Боярин Василий, взглянув на царя, поторопился закончить витиеватую речь.
Борис прикрыл глаза связкой пальцев и так застыл, словно отгородившись от взглядов и голосов.
Сибирь была большой, но не единственной заботой царя. Всегдашняя опасность грозила Москве с юга. Как страшное наваждение, маячили за дикой, ковыльной степью минареты Крыма. В любой час можно было ждать татарского набега. Борис хорошо знал коварство крымского хана и отправил к нему верткого, умелого в посольских делах князя Барятинского. Князь держался на Москве особе. Открытой дружбы ни с кем не водил, но и не чурался людей. Был он начитан более многих, знал восточные языки, характером был тверд. Смолоду в дикой степи посекли Барятинскому руку, но зато второй владел он вполне, и с уверенностью можно было сказать — в бою смог бы постоять достойно. Перед отъездом царь имел с князем долгий разговор. Барятинский был из тех людей, что и себе, и другим, не подумавши, не позволяют слово сказать. В разговоре был он сдержан, в поступках нетороплив, но, коли круто приходилось, смелости ему было не занимать. Оттого-то царь и выбрал Барятинского для посольского представительства в Крыму. Так решил: на дерзость хана дерзостью же отвечать надо и то, может быть, его сдержит. А Барятинскому сказал:
— С волками, князь, жить — по-волчьи выть либо съедену быть.
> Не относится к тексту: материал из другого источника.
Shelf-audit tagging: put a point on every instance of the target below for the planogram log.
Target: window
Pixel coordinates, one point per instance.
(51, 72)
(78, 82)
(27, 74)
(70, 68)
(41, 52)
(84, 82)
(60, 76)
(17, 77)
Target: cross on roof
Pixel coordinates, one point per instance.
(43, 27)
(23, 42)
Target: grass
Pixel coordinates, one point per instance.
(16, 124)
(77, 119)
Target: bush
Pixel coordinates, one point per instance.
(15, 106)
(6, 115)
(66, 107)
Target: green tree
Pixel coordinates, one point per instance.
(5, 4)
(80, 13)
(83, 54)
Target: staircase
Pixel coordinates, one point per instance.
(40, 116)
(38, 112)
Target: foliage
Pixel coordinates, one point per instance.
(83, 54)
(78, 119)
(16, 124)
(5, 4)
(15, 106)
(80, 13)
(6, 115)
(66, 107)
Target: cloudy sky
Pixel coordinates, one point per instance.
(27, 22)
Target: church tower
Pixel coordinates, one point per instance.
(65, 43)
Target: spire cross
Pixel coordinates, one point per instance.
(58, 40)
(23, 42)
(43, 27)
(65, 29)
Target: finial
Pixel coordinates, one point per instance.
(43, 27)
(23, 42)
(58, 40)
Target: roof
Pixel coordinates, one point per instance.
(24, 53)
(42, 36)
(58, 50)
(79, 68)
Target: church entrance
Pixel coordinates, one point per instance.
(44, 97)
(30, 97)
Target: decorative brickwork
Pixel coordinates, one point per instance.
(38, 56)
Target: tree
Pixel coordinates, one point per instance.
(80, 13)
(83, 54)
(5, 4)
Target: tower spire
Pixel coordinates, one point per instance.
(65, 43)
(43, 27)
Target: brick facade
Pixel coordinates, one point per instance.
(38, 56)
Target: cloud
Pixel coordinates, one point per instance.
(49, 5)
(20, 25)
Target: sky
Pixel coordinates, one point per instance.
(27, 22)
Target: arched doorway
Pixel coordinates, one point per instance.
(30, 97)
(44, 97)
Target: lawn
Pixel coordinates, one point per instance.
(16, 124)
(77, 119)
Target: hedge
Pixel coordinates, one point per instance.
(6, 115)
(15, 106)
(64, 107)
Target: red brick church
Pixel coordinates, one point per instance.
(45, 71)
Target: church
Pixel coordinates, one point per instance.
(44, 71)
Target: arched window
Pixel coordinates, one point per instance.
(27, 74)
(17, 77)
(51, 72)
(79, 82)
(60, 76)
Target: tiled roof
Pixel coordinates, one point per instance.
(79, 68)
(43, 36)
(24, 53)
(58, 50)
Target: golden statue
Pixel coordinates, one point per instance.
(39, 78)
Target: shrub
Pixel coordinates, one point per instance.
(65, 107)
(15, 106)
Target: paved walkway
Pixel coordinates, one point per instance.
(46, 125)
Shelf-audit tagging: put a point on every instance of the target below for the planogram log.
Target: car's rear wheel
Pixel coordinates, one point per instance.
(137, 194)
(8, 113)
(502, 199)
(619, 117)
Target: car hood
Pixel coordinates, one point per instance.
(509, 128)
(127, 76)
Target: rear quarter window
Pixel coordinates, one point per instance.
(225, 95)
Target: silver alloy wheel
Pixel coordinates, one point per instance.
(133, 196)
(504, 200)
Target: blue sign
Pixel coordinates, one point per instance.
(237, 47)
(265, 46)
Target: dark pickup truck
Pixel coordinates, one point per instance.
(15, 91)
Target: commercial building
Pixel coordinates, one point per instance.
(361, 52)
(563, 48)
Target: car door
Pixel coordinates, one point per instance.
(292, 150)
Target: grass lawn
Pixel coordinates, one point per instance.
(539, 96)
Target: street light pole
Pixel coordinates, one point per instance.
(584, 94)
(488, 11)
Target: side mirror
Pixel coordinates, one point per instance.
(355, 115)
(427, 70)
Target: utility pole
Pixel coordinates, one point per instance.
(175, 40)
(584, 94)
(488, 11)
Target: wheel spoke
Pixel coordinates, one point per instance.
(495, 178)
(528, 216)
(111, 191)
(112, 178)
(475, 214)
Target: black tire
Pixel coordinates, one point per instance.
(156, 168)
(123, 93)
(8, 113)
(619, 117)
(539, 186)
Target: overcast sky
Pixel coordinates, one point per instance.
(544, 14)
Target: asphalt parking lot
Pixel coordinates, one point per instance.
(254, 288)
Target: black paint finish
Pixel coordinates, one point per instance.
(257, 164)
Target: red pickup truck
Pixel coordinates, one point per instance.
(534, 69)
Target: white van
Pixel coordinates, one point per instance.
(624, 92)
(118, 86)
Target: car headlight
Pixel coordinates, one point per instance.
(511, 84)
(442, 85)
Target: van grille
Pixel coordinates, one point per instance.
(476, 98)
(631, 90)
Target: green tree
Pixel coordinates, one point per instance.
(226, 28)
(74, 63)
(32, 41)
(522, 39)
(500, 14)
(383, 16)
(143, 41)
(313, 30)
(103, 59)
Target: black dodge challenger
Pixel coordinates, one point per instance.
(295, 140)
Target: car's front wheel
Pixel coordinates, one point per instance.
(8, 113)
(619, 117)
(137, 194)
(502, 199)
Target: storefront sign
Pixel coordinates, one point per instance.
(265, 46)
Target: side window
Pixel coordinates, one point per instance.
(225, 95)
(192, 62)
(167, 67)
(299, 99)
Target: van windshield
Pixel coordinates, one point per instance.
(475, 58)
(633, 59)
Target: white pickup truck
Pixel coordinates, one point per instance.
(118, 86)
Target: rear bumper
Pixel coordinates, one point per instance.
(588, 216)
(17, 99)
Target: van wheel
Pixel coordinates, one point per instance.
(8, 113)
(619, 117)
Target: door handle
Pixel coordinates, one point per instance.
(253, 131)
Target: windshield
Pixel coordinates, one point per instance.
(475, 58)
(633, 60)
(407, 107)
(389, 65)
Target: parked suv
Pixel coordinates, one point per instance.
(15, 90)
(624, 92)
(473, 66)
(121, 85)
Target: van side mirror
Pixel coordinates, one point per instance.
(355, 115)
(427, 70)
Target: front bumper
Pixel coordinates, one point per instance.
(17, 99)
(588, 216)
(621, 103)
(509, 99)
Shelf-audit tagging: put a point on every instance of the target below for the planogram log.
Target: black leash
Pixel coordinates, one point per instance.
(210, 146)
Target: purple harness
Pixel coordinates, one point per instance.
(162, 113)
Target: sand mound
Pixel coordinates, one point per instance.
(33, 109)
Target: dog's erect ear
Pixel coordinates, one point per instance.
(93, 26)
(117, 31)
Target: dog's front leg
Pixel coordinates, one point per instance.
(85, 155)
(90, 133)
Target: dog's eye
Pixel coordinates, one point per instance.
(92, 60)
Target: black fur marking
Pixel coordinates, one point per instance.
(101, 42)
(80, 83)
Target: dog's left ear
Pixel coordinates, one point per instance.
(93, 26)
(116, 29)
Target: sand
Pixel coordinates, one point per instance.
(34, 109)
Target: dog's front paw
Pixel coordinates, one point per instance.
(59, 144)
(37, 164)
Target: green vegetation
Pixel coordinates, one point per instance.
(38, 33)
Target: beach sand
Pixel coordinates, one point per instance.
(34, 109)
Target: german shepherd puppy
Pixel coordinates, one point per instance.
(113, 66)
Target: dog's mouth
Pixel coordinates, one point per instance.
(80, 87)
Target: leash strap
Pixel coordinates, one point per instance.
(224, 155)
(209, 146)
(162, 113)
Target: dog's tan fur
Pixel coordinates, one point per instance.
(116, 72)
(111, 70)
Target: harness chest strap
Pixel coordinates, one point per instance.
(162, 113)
У Барятинского на те слова у глаз обозначились морщины, и все. Он свое знал, и Борис в него верил. Когда князь, поклонившись, пошел из тронной палаты, четко отбивая каблуками шаги по гулкому каменному полу, Борис, глядя в его прямую спину, подумал: «Таких бы слуг России побольше». Пользуясь вестями из Крыма, Борис знал: князю приходится круто, однако при ханском дворе с ним считаются и российские интересы Барятинский отстаивает твердо. Но как ни ловок был князь, Борис понимал, что лишь его усилиями Крыма не сдержать.